Lafayette Carthon Jr. is a pianist, a pastor and a man on a mission to help educate young artists on the mean streets of entertainment. Pastor Laf, as he likes to be called, has a storied music career that started at the Cleveland School of the Arts.
In 1988, after graduation, he began performing jazz at the Boarding House, a club that was in the University Circle neighborhood, but after a call from the gospel group the Winans, he packed up his instruments and took off. "I dropped out of Oberlin College to travel with the Winans," said Carthon in a phone interview. "But that led to collaborations with Celine Dion and Michael Jackson."
Audiences can hear Carthon's musical repertoire for free at 4 p.m. July 21 at East Cleveland Public Library's Voices of Gospel at the Greg L. Reese Performing Arts Center, 14101 Euclid Ave., East Cleveland. Other performances will include Lucretia Bolden and Zion Five. It was when he played on Michael Jackson's "You Are Not Alone" that he began an association with R. Kelly, that album's co-producer. He admits he has loads of tales to spill about the scandalous performer, but prefers to talk only about how he helped him turn things around back in the 1990s.
Carthon reflects on one particular discussion when Kelly asked him how he's able to remain monogamous with all the women hanging around the recording studio.
"I told him it's all God," he said. "I know God can do that. It's a commitment you make to something higher than you. After that talk with him, I witnessed a change in him. Women stopped hanging around the studio. And it was around the time he married his former wife. This transformation all happened in the 1990s. It was also when he recorded 'I Believe I Can Fly.'"
According to Carthon, his journey as a pastor began after that.
"I felt the call. God told me it's time. I moved to Michigan and became a co-pastor at a church," he said.

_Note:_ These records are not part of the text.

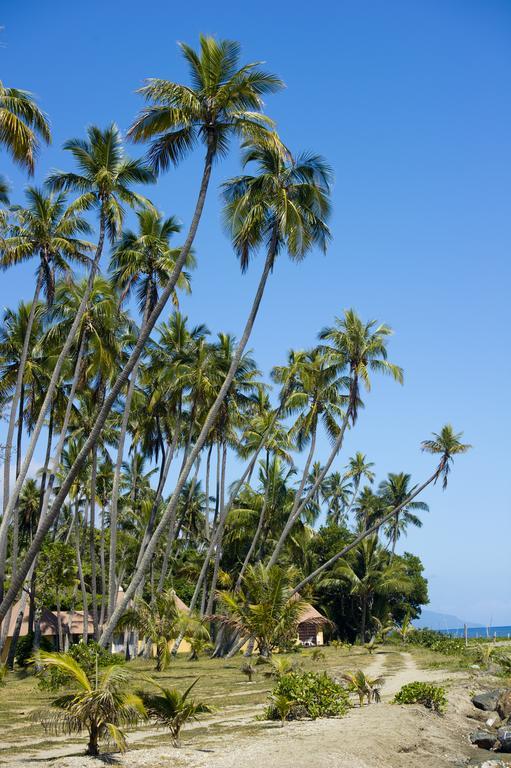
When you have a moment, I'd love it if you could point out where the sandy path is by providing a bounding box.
[365,652,462,700]
[5,652,480,768]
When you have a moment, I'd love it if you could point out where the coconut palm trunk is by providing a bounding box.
[0,269,43,516]
[89,445,99,640]
[291,463,443,597]
[107,292,150,618]
[100,240,276,647]
[268,423,318,568]
[0,140,214,621]
[0,209,106,608]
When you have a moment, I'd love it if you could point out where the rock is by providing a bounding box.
[497,728,511,752]
[495,689,511,720]
[468,760,509,768]
[472,689,502,712]
[470,731,497,749]
[484,712,500,728]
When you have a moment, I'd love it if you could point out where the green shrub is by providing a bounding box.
[14,632,53,667]
[408,629,465,656]
[39,640,124,691]
[394,682,447,714]
[265,672,350,720]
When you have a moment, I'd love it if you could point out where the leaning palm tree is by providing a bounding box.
[108,207,194,616]
[345,451,374,515]
[119,590,180,672]
[101,141,331,643]
[35,651,146,756]
[293,424,471,594]
[379,472,429,554]
[270,309,403,562]
[0,125,154,621]
[0,81,51,175]
[0,37,283,636]
[214,563,305,657]
[0,187,92,532]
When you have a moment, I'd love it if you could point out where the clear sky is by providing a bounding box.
[0,0,511,624]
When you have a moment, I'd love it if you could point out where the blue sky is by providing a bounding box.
[0,0,511,624]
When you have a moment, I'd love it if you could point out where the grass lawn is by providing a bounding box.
[0,647,374,764]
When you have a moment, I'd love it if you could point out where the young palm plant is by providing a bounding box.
[141,678,213,747]
[35,651,146,756]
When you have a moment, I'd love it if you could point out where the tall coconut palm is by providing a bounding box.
[0,187,92,532]
[0,125,154,615]
[272,309,403,562]
[108,208,194,615]
[0,38,282,632]
[215,563,305,656]
[293,424,472,594]
[117,136,331,642]
[321,472,353,525]
[378,472,429,554]
[0,82,51,175]
[333,536,412,643]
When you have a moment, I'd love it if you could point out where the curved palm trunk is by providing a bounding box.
[89,445,99,640]
[100,243,275,646]
[290,465,442,597]
[108,292,150,618]
[0,212,105,608]
[268,422,320,568]
[0,143,214,632]
[74,501,89,643]
[0,269,43,516]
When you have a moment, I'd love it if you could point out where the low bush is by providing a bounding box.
[407,629,465,656]
[394,682,447,714]
[14,632,53,667]
[265,672,350,720]
[39,640,125,691]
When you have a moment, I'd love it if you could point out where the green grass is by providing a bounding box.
[0,648,374,764]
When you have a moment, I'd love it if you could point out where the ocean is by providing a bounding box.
[438,626,511,639]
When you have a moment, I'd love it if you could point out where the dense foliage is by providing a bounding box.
[266,671,350,720]
[394,682,447,714]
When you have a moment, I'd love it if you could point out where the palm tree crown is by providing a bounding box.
[129,35,283,171]
[0,81,51,175]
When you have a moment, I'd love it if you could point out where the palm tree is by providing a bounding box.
[101,142,330,643]
[293,424,471,594]
[422,424,472,489]
[38,651,146,756]
[120,590,180,672]
[273,309,403,559]
[346,451,374,515]
[214,563,305,656]
[0,187,92,536]
[0,82,51,175]
[142,678,213,747]
[108,208,194,616]
[322,472,352,525]
[378,472,429,554]
[342,669,385,706]
[0,125,154,613]
[334,536,412,644]
[0,37,282,634]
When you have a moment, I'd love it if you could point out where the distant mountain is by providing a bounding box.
[413,609,484,629]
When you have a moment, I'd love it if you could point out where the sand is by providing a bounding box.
[4,652,506,768]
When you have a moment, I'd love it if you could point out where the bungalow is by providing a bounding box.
[1,601,94,661]
[298,603,332,647]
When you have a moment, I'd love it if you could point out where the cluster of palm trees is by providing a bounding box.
[0,37,468,660]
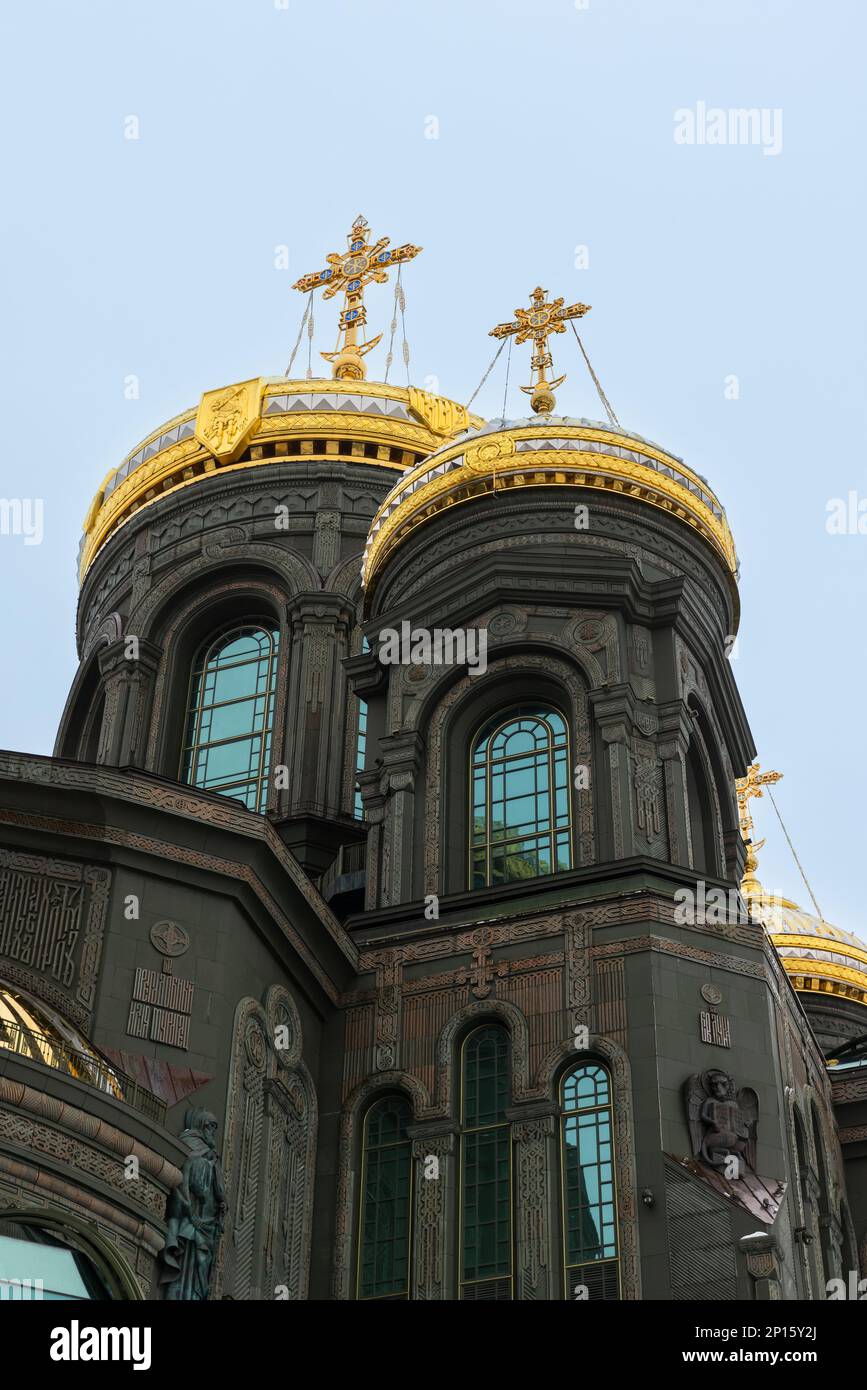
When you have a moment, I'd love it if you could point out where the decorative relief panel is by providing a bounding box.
[0,849,111,1027]
[211,986,317,1300]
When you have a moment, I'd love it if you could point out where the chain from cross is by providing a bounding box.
[490,285,591,414]
[292,215,421,381]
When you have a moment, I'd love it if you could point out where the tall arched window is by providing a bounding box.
[358,1095,413,1298]
[353,699,367,820]
[181,621,279,812]
[560,1062,620,1300]
[470,706,572,888]
[459,1024,513,1301]
[353,637,370,820]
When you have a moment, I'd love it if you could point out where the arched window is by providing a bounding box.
[470,706,572,888]
[810,1105,839,1297]
[459,1024,513,1301]
[181,621,279,812]
[0,1212,120,1302]
[358,1095,413,1298]
[353,637,370,820]
[353,699,367,820]
[560,1062,620,1300]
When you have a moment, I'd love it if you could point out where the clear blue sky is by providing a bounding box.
[0,0,867,931]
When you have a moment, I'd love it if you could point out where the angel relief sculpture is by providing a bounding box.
[684,1070,759,1179]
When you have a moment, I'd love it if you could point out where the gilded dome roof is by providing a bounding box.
[750,892,867,1005]
[361,414,738,602]
[79,377,482,580]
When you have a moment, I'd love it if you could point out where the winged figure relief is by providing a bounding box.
[684,1069,759,1176]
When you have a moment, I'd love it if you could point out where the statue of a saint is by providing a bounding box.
[160,1108,226,1301]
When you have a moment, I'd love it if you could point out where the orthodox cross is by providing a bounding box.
[292,215,421,381]
[490,285,591,416]
[735,763,783,884]
[454,929,510,999]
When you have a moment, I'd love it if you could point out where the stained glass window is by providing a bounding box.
[354,699,367,820]
[353,637,370,820]
[181,623,279,812]
[470,706,572,888]
[460,1024,513,1301]
[560,1062,620,1300]
[358,1095,413,1298]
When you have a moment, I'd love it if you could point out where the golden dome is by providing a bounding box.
[79,377,482,580]
[749,890,867,1005]
[361,405,738,592]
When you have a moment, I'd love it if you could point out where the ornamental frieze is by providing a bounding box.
[0,849,111,1027]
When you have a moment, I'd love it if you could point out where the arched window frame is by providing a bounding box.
[557,1056,621,1302]
[356,1093,414,1302]
[457,1020,514,1301]
[178,614,281,815]
[467,703,574,890]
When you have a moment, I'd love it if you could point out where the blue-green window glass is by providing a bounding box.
[358,1097,413,1298]
[470,706,572,888]
[560,1062,620,1300]
[181,623,279,812]
[460,1024,513,1300]
[353,637,370,820]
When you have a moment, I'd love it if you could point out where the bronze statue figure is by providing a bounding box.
[160,1108,226,1301]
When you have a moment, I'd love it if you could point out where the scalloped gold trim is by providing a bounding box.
[363,439,738,589]
[779,956,867,1004]
[79,378,484,582]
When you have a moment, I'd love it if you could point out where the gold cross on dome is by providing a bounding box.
[735,763,782,840]
[292,215,421,381]
[490,285,591,416]
[735,763,783,889]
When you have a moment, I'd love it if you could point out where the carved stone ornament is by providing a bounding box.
[684,1069,759,1173]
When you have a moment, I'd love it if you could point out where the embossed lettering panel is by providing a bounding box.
[0,849,111,1026]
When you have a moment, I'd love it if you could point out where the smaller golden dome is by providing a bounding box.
[361,416,738,594]
[79,377,482,581]
[750,891,867,1005]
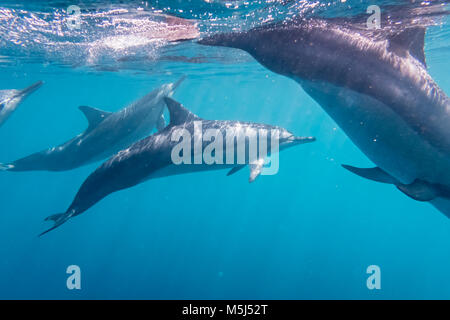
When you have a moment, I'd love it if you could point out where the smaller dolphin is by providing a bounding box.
[0,77,184,171]
[41,98,315,235]
[0,81,43,127]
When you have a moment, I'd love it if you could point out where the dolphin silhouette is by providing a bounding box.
[0,77,184,171]
[0,81,43,127]
[41,98,315,235]
[199,8,450,217]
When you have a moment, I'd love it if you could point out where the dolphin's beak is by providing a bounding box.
[287,136,316,144]
[16,81,44,98]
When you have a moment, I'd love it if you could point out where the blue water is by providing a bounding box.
[0,1,450,299]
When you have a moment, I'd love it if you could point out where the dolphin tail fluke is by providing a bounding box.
[39,212,72,237]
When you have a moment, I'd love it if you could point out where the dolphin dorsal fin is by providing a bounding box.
[79,106,112,130]
[389,27,427,67]
[164,97,201,126]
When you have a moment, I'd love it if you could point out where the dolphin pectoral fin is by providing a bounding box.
[164,97,201,126]
[156,115,166,131]
[248,159,264,183]
[342,164,443,201]
[397,180,440,201]
[39,212,73,237]
[342,164,399,185]
[79,106,112,131]
[227,164,245,176]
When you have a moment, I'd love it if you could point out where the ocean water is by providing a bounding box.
[0,1,450,299]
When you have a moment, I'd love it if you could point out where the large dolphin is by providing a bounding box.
[41,98,315,235]
[0,77,184,171]
[200,8,450,217]
[0,81,43,127]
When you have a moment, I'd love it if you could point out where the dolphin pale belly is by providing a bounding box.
[200,10,450,217]
[41,98,315,235]
[0,78,184,171]
[0,81,43,127]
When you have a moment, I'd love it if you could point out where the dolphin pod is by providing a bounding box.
[0,81,43,127]
[0,3,450,235]
[0,77,184,171]
[41,98,315,235]
[199,9,450,217]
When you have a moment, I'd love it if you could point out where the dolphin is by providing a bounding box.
[0,81,43,127]
[41,98,315,235]
[0,77,184,171]
[199,9,450,218]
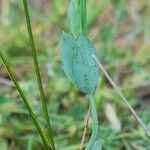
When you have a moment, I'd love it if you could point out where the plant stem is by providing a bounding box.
[80,107,91,150]
[23,0,55,150]
[79,0,87,35]
[86,95,98,150]
[93,55,150,138]
[0,50,49,150]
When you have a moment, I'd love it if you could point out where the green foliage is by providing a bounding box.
[68,0,81,37]
[61,33,99,94]
[0,0,150,150]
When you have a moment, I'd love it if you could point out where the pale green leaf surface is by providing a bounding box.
[61,32,99,94]
[92,140,102,150]
[73,34,99,94]
[60,32,77,81]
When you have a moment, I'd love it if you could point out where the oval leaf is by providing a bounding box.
[72,34,99,94]
[61,32,99,94]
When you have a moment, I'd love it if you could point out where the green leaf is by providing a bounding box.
[68,0,81,37]
[61,32,99,94]
[92,140,102,150]
[60,32,77,81]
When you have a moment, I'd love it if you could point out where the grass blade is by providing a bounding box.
[0,50,49,150]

Having come from the Glenville community -- and having participated in helping so many artists' careers, Carthon felt the need to share those experiences with young, up-and-coming artists. And to stress that a spiritual foundation is paramount when taking the show biz path. It's about raising awareness, he said.
By that time, he had gone back to school at Kent State and received his bachelor's and master's degrees. He felt his message would fall on deaf ears if he hadn't practiced what he was now preaching.
The message of education and spiritual growth is hammered into those who come through Carthon Conservatory at Faith Church of Glenville at 11012 Woodland Ave. in Cleveland, where he is pastor.
"On Mondays we do a big jam session with musicians from all over the state," he said. "We play sometimes until 4 a.m. It's called Faith Night on Mondays.
The conservatory is open to youths 5 years old and up, as well as adults.
Because Carthon is a pastor, you would assume the music played at the conservatory would be Christian-based, right?
"I have a book called the 'Musicians Handbook.' In the book I speak about my music philosophy," he said.
"There are only three things I can do with music, I can worship with it, entertain with it or teach it. Music worship means performing my best for God. Music entertainment means performing my best for people. Teaching is teaching others to do both of the above well and with integrity."